Roberts, Bush Attend Red Mass At St. Matthew’s
This article is from the archive of The New York Sun before the launch of its new website in 2022. The Sun has neither altered nor updated such articles but will seek to correct any errors, mis-categorizations or other problems introduced during transfer.

WASHINGTON – Chief Justice Roberts attended a morning Mass at St. Matthew’s Cathedral here yesterday along with President Bush, other justices of the Supreme Court, and hundreds of area lawyers who had gathered for the annual “Red Mass” organized by the John Carroll Society, an organization of Catholic lawyers named after the first Catholic bishop in America and a cousin of the lone Catholic signer of the Declaration of Independence, Charles Carroll.
Chief Justice Roberts exited the newly restored cathedral with Mr.

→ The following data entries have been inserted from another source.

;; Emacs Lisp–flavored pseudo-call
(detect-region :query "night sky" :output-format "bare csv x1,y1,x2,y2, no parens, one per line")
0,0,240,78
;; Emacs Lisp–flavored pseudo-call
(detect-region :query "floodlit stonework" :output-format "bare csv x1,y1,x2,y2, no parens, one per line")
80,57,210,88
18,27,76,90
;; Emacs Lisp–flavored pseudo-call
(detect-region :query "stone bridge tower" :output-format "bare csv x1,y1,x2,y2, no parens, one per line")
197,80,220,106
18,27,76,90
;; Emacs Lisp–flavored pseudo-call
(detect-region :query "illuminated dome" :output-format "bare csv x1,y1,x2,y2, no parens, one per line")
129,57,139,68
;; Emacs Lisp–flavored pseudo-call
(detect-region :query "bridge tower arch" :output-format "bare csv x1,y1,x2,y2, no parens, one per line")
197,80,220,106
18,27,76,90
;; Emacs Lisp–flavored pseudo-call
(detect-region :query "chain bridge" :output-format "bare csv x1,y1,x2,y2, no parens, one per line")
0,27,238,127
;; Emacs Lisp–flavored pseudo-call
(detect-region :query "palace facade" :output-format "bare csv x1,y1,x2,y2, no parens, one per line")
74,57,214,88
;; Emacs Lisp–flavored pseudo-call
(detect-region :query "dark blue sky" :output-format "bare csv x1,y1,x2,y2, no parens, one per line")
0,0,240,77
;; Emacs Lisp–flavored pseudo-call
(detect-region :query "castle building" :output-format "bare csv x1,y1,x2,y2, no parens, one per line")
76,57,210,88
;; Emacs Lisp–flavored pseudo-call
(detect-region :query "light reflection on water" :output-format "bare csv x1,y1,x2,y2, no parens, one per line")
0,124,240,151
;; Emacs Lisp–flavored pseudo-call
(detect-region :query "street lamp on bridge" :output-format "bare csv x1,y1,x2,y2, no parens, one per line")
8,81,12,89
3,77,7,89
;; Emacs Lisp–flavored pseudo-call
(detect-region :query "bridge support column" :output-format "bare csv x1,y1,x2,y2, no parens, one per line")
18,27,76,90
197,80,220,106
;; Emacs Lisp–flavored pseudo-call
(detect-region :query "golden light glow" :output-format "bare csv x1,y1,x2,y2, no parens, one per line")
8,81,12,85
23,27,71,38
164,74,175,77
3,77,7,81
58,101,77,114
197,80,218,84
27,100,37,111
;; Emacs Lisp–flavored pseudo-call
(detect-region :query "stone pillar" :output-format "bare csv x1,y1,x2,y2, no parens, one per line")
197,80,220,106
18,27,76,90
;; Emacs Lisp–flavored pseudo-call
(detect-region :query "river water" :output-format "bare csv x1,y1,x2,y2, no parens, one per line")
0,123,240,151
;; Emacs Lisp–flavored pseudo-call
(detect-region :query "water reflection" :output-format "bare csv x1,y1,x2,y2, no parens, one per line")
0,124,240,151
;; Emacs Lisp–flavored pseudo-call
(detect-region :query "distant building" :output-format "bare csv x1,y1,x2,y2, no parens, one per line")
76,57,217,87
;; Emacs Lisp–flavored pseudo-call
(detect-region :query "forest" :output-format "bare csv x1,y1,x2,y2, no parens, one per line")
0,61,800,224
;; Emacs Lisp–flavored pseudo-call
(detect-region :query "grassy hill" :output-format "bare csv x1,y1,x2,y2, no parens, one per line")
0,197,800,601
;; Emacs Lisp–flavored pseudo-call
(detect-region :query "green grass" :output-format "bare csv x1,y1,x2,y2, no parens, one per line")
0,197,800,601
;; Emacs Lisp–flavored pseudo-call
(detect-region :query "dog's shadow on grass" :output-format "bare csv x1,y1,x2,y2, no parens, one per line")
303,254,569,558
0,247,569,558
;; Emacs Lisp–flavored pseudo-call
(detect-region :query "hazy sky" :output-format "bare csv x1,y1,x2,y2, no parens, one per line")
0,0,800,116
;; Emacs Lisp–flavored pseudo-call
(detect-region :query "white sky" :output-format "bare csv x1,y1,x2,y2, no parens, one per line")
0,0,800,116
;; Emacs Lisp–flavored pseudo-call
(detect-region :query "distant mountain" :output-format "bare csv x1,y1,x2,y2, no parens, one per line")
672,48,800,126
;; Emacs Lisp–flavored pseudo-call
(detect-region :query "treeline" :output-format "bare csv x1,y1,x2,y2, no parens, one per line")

Bush, who is expected to make a decision on a replacement for Justice O’Connor sometime this week. The White House indicated over the weekend that it has consulted with about 80 senators and could make an announcement today. Yet people close to the nomination process said the White House was still struggling yesterday to select the best suited candidate from its closely guarded shortlist of finalists.
Chief Justice Roberts set a high bar for any nominee with his calm demeanor and disarming command of constitutional law. Even more challenging for the nominee, perhaps, is that he or she is set to replace a justice who has been a longtime swing vote on the most contentious social issues of the day, Justice O’Connor.
Speculation increased late last week that the White House had whittled down its list of nominees to include a federal appeals court judge for the Third Circuit, Samuel Alito, and the White House counsel, Harriet Miers. One Senate Republican source, who asked not to be identified because of the sensitivity of the process, said an appeals court judge for the Fifth Circuit who many had thought was at the top of the list, Priscilla Owen, has asked not to be considered for the post. Ms. Owen had been blocked by Democrats from her current post for two years before a bipartisan compromise earlier this year.
Following the Red Mass, hundreds of worshippers traveled two blocks to the Capital Hilton for an awards brunch. The wife of the new chief justice, Jane Roberts, attended the event. The program listed Mrs. Roberts, a Washington attorney who specializes in technology transfer with the law firm Pillsbury Winthrop Shaw Pittman, as a member of the board of governors of the John Carroll Society. The organization’s Web site lists the wife of former Supreme Court nominee Robert Bork, Mary Ellen Bork, as historian of the society.
The John Carroll Society of Washington, D.C., has held a Red Mass on the Sunday before the Supreme Court session begins since 1928.The chaplain of the John Carroll Society, Monsignor Peter Vaghi, is the pastor of the Church of the Little Flower in Bethesda, Md., where Chief Justice Roberts and his wife are parishioners.